Leon's neighbor is a 12-year-old named Matilda (Natalie Portman) whose father (Michael Badalucco) is mixed up with the drug trade. One day, a band of crooked cops, led by a crazed, pill-headed detective (Gary Oldman), invades Matilda's apartment and slaughters her whole family while she's at the store. Leon takes the desperate girl in, and before long, they bond--she has a crush on him, and he is moved to protect her. At her urging, he gives her the only gift he knows: lessons in "cleaning." The plot of The Professional is a framework for a series of long, bloody, deliberately paced action sequences. Each of these scenes--a depiction at the beginning of a typical day's work for Leon, his raid on a police station or his final defense of his and Matilda's pad against a SWAT team--is served up like a showpiece, very much like the production numbers in a musical, and each of them crackles with a seductive, hallucinatory vividness. Besson's shoot-outs suggest what Quentin Tarantino's movies might be like if Tarantino were as visual as he is verbal. Besson's trouble, conversely, is with dialogue and characterization (he also wrote the script). Matilda, mostly because of Portman's unnervingly assured performance, is convincing as a precocious adolescent. If anyone in the cast deserves to be called a professional, it's she. The only performance that's out-and-out bad is Gary Oldman's. He's quite frightening at first, when he's killing off Matilda's family, ambling around the apartment spouting gibberish about his favorite composers between shooting people.
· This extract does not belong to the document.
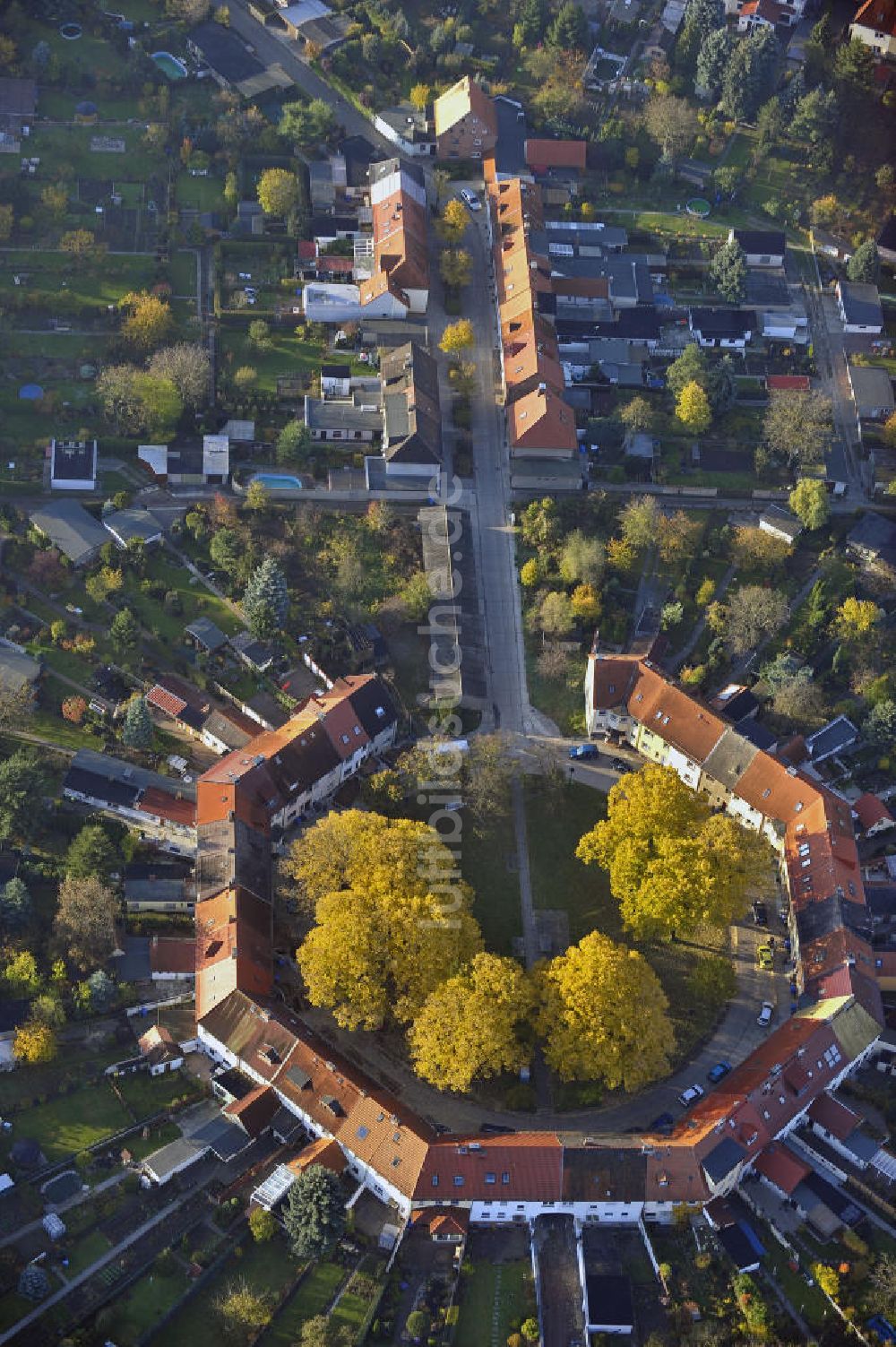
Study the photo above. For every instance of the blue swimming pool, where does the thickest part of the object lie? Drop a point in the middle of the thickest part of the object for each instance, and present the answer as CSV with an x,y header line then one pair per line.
x,y
278,481
170,65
If Oldman displayed a little restraint in the rest of the film, the contrast might make him a truly fine villain. But he tries to play all his subsequent scenes on the same wild level, shrieking words at random and trembling with ecstasy for no reason, and he's abysmal. Smashing as Oldman has been in some of his earlier roles, he's mistaken if he thinks he's one of those Brit actors who can give self-indulgent bad acting so much panache it becomes good.

The comic scenes in which Leon and Matilda find closeness in each other are mawkish, with pedophilic overtones. Probably, Besson intends this sappiness ironically, or at least hopes that the assumption of irony by audiences and critics will help him get away with sexualizing a kid. Portman is directed to play a frankly seductive waif--though not a manipulator; her love for Leon seems to be genuine--and she's costumed and photographed like Madonna in the singer's early videos.

Ironic or not, this is clearly an objectification (someday, I'd guess, the cops will find a copy of The Professional in the video collection of some minister or junior high teacher they're arresting). Yet it seems silly to single out Besson for this, since he has some awareness that he's doing it, and since he at least makes the child a strong character. Besson's coy Gallic fantasizing about playing protector to a streetwise gamine is sort of icky, no question. It's not an uncommon theme in French movies, either--see Serge Bourguignon's 1962 Sundays and Cybäle or Catherine Breillat's 1988 36 Fillette, which is grittier and more sympathetic to the girl. By making this theme less subliminal, Besson may be making it more obviously fantasy, and thus less unhealthy, than the doll-like cheesecake with which young girls are presented, unconsciously, in mainstream movies ranging from James L. Brooks' I'll Do Anything to John Hughes' Curly Sue. At least when Besson thanks 'eaven for leetle girls, it's because they get beeger every day.